Darvas is wrong about that, or at the very least the way he's expressing it there is misleading to people, and he may well be misleading himself (as surprisingly many people do, over simple statistical points, by completely overlooking something inconvenient to their existing perspectives). As so often, the problem with his logic is with the causation: it's the word "since" that's misguided, and therefore the whole logic is. He's using the same woolly thinking, there, that he sometimes criticized in others. Even accepting that the first sentence is true, the idea that because only 3 or 4 will produce big profits (typically true) the remainder will "drag the performance down" is sloppy thinking of the worst kind: it will drag the average performance down, yes, and it's easy for the reader to imagine that that's all he's contending, but it isn't. What he should realize, and say, is that it would be better to buy just the 3 or 4 stocks that turned out to produce the big profits, but of course that misses the point that one didn't know confidently, in advance, which ones they'd be, without the benefit of hindsight. So it's true that diversifying is worse than "magic, hindsight-based selection", but since that isn't actually available to any of us, it's not exactly relevant or helpful to point it out ... particularly when - as there - he does so to try to imply something well beyond what's actually true! He's just wrong that diversifying over a large number of stocks doesn't mitigate risk: of course it does - it mitigates selection-risk, and increases the probability of covering whichever 3 or 4 might actually turn out to produce big profits. Even some reasonably "established"/"respected" authors repeatedly fall into these "sloppy thinking statistical traps" with what they write about trading, and Darvas (for anyone who puts him in that group!) is certainly no exception. "A little knowledge is a dangerous thing."
Come to think of it, that is the exact strategy of venture investing, instead of starting one company, you invest in multiples and once in a while you catch a GOOGL and the rest is history.

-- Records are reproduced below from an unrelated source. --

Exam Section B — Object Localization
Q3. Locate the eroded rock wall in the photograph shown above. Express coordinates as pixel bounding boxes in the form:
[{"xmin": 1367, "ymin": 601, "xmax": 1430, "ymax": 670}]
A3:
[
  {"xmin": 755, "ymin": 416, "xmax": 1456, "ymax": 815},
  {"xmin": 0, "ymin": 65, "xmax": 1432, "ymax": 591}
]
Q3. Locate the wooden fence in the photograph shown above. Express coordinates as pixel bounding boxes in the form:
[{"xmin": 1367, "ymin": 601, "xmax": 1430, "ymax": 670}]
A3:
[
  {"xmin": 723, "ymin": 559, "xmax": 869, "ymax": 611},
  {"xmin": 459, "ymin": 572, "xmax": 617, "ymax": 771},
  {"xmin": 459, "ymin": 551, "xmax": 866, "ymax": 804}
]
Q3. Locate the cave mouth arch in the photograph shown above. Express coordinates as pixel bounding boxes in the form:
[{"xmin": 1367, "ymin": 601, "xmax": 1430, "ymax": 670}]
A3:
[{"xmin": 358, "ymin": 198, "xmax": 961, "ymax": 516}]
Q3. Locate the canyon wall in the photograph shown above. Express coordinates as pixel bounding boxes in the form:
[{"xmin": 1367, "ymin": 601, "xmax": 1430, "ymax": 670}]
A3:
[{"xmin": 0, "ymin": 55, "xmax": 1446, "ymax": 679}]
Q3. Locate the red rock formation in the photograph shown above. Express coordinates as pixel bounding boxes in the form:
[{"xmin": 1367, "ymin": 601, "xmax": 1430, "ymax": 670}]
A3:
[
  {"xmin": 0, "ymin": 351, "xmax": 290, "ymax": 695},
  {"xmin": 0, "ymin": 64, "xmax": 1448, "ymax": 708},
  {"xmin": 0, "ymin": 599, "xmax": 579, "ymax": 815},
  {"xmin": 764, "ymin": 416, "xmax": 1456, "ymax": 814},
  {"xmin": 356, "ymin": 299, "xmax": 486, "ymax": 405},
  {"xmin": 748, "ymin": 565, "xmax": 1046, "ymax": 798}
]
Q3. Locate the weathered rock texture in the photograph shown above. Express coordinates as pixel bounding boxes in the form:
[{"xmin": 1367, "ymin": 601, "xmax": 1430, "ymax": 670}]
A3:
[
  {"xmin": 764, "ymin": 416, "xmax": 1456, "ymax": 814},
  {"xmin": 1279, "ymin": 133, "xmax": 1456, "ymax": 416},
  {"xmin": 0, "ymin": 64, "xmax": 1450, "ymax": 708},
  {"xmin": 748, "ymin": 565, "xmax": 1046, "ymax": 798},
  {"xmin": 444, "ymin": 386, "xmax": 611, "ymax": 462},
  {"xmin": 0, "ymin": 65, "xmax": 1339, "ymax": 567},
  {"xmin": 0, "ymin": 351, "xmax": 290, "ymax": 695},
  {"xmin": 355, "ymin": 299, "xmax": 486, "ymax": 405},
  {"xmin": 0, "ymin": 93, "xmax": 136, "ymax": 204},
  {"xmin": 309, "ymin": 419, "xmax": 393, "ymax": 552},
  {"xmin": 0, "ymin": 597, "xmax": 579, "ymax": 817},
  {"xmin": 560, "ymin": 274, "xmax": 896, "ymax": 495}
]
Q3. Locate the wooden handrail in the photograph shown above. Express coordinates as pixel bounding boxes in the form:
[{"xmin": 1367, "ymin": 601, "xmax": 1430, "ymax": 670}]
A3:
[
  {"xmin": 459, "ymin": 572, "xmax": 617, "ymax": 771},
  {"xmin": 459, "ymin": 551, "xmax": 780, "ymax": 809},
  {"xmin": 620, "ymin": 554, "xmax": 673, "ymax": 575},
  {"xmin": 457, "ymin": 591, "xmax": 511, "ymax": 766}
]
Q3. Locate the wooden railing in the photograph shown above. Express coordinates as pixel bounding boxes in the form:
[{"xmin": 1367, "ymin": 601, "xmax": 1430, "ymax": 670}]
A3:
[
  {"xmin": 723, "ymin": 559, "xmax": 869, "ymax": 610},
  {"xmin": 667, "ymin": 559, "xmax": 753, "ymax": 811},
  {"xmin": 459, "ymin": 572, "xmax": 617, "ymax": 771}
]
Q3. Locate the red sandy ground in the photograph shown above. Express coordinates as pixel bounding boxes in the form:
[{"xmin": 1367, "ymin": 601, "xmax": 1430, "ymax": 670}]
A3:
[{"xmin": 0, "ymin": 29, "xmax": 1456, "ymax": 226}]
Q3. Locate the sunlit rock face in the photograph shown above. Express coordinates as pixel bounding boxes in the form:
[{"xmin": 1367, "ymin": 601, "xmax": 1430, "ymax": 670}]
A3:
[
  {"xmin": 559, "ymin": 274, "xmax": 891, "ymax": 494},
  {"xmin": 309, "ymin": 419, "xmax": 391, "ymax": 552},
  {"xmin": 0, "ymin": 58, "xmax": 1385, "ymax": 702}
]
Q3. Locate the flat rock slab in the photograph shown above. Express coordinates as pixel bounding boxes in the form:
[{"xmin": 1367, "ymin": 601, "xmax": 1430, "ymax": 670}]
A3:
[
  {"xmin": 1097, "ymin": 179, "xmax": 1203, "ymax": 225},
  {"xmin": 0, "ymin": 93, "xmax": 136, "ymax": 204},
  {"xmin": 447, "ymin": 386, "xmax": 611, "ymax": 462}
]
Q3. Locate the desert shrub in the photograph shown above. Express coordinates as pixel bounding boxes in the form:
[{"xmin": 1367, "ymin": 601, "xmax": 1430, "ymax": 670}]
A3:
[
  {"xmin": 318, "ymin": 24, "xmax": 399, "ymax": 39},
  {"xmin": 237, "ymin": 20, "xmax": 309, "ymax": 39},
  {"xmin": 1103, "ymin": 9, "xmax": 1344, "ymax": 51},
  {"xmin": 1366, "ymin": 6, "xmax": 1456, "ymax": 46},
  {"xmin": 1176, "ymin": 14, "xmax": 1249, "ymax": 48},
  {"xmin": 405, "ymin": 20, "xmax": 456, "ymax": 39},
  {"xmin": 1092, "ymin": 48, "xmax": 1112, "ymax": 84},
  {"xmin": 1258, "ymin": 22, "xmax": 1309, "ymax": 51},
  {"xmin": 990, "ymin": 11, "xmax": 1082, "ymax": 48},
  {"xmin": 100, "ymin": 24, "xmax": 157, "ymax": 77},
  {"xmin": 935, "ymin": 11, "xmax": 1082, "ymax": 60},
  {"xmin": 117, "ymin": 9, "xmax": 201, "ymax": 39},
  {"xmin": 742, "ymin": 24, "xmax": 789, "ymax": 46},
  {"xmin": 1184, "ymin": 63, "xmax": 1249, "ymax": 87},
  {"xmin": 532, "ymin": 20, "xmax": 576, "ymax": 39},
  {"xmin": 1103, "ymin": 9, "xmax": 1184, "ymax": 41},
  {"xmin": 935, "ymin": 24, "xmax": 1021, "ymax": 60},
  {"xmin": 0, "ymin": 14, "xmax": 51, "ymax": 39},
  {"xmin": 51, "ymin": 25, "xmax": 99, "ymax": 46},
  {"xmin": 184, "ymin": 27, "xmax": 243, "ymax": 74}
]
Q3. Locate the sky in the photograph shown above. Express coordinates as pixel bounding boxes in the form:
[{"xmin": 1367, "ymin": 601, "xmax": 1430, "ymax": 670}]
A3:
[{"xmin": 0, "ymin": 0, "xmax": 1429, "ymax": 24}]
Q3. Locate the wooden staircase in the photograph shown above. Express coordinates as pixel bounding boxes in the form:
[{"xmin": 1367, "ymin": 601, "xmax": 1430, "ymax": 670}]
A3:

I have done quite a bit of back testing of different trading strategies and have come to believe that a portfolio of 7 to 8 stocks is optimum. Diversified to a point but not overdiversified. My personal strategy is not to have any losing stocks in my portfolio. It works for me and has handily outperformed the S&P for the last 10 years. Being well diversified didn't help in 2008. Having a strategy to get out of the market did. Again it is anecdotal but my strategy had me in cash in the fall of 2008 during the last market meltdown. Why would anyone hold a stock that wasn't performing the way you wanted it to when you bought it?
It depends what you were diversified in. I happen to think diversifying into uncorrelated asset classes works wonders. You have trade both ways however.
They way most of the top earning stock traders diversify is by having a portfolio both long & short, typically weighted heavier with the primary trend. The number of stocks they hold is much lower than most would think. Your world class independent stock traders typically hold a long/short portfolio of no more than 4-6 stocks. They still are not risking more than 1-2% of their capital per trade. These traders are somewhat in sync with the Kelly Criterion even if they are not using it.